SymptomFirst techniqueWhy
Wrong output, simple functionPrintf + unit testFast feedback, isolate the logic
Wrong output, complex flowInteractive debuggerStep through the decision path
Recent regressionGit bisectFind the exact commit
Intermittent failureLogging + time-travel debugCapture the non-deterministic execution
Performance degradationCPU profiler + flame graphIdentify the hot path
Memory growthHeap profilerFind the leak
Concurrency bugThread sanitizer + rrDetect races, replay exact execution
"It works on my machine"Environment diff + integration testIsolate the environmental dependency

Common Mistakes

MistakeWhy it failsFix
Testing implementation, not behaviorTests break on refactoringTest the public interface, not internal details
100% code coverage as a goalCoverage measures lines executed, not correctnessAim for meaningful coverage of behavior, not line count
Flaky tests left unfixedTeam learns to ignore test failuresFix or delete flaky tests immediately
No test isolationTests depend on each other's stateEach test sets up and tears down its own state
Debugging by random changesNo understanding of the bugApply the scientific method: hypothesize, predict, test
Skipping the minimal reproductionDebugging a complex system when the bug is in one functionReduce to the smallest failing case before debugging
Over-mockingTests pass but code fails in productionUse integration tests for interaction boundaries

Cross-References

  • hopper agent: Debugging heritage, compiler as debugging tool, practical language implementation.
  • dijkstra agent: Program correctness proofs, structured programming as bug prevention.
  • papert agent: Teaching debugging as a learning skill, not a punishment.
  • knuth agent: Literate programming as a debugging aid -- code that is clear enough to read is easier to debug.
  • programming-fundamentals skill: The constructs being debugged and tested.
  • software-design skill: Design principles that make code testable.

References

  • Hopper, G. M. (1947).

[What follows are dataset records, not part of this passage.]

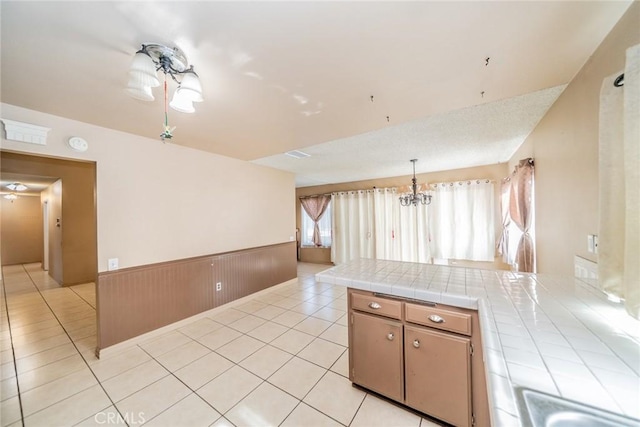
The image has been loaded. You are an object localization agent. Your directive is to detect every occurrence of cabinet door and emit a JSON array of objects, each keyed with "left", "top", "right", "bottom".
[
  {"left": 404, "top": 326, "right": 471, "bottom": 427},
  {"left": 349, "top": 312, "right": 404, "bottom": 401}
]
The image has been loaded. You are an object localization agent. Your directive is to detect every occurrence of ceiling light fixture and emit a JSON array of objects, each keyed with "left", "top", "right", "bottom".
[
  {"left": 7, "top": 182, "right": 29, "bottom": 191},
  {"left": 400, "top": 159, "right": 431, "bottom": 206},
  {"left": 126, "top": 43, "right": 203, "bottom": 141}
]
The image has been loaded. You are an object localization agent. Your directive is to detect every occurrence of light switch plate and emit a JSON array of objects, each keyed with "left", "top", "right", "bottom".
[{"left": 107, "top": 258, "right": 118, "bottom": 271}]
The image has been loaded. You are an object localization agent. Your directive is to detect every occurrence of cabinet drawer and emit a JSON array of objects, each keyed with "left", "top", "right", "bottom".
[
  {"left": 405, "top": 303, "right": 471, "bottom": 336},
  {"left": 351, "top": 292, "right": 402, "bottom": 319}
]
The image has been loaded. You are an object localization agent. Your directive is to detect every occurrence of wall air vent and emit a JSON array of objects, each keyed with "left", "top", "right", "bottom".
[
  {"left": 284, "top": 150, "right": 311, "bottom": 159},
  {"left": 0, "top": 119, "right": 51, "bottom": 145}
]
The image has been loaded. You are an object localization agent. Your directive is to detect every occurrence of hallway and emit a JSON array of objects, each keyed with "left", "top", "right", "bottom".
[{"left": 0, "top": 264, "right": 437, "bottom": 427}]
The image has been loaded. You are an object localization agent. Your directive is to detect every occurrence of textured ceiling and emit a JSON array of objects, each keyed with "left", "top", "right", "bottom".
[
  {"left": 0, "top": 1, "right": 631, "bottom": 185},
  {"left": 254, "top": 86, "right": 565, "bottom": 187}
]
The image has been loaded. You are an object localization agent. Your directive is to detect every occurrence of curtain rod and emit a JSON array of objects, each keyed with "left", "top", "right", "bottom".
[{"left": 298, "top": 193, "right": 331, "bottom": 199}]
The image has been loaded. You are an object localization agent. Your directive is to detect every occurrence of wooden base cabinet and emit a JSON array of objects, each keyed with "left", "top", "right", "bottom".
[
  {"left": 350, "top": 313, "right": 404, "bottom": 400},
  {"left": 404, "top": 325, "right": 471, "bottom": 427},
  {"left": 349, "top": 289, "right": 490, "bottom": 427}
]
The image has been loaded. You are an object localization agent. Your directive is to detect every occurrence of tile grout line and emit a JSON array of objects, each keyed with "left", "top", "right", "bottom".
[
  {"left": 16, "top": 265, "right": 129, "bottom": 427},
  {"left": 1, "top": 266, "right": 26, "bottom": 427}
]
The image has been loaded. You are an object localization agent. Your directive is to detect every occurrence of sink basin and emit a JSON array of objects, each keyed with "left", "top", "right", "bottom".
[{"left": 516, "top": 388, "right": 640, "bottom": 427}]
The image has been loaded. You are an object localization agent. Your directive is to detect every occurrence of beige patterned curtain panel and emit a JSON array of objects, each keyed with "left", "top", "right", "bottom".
[{"left": 598, "top": 45, "right": 640, "bottom": 319}]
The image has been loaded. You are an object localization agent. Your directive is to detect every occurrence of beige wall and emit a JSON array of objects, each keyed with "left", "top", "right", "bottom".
[
  {"left": 0, "top": 196, "right": 44, "bottom": 265},
  {"left": 296, "top": 160, "right": 509, "bottom": 269},
  {"left": 2, "top": 104, "right": 295, "bottom": 271},
  {"left": 510, "top": 1, "right": 640, "bottom": 275}
]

Mark II logbook entry. Naval Surface Warfare Center, Dahlgren, VA.
  • Zeller, A. (2009). Why Programs Fail. 2nd edition. Morgan Kaufmann.
  • Beck, K. (2002). Test-Driven Development: By Example. Addison-Wesley.
  • Meszaros, G. (2007). xUnit Test Patterns. Addison-Wesley.
  • Claessen, K. & Hughes, J. (2000). "QuickCheck: A Lightweight Tool for Random Testing of Haskell Programs." ICFP 2000.
  • Gregg, B. (2020). Systems Performance: Enterprise and the Cloud. 2nd edition. Addison-Wesley.
  • O'Callahan, R. et al. (2017). "Engineering Record And Replay For Deployability." USENIX ATC 2017.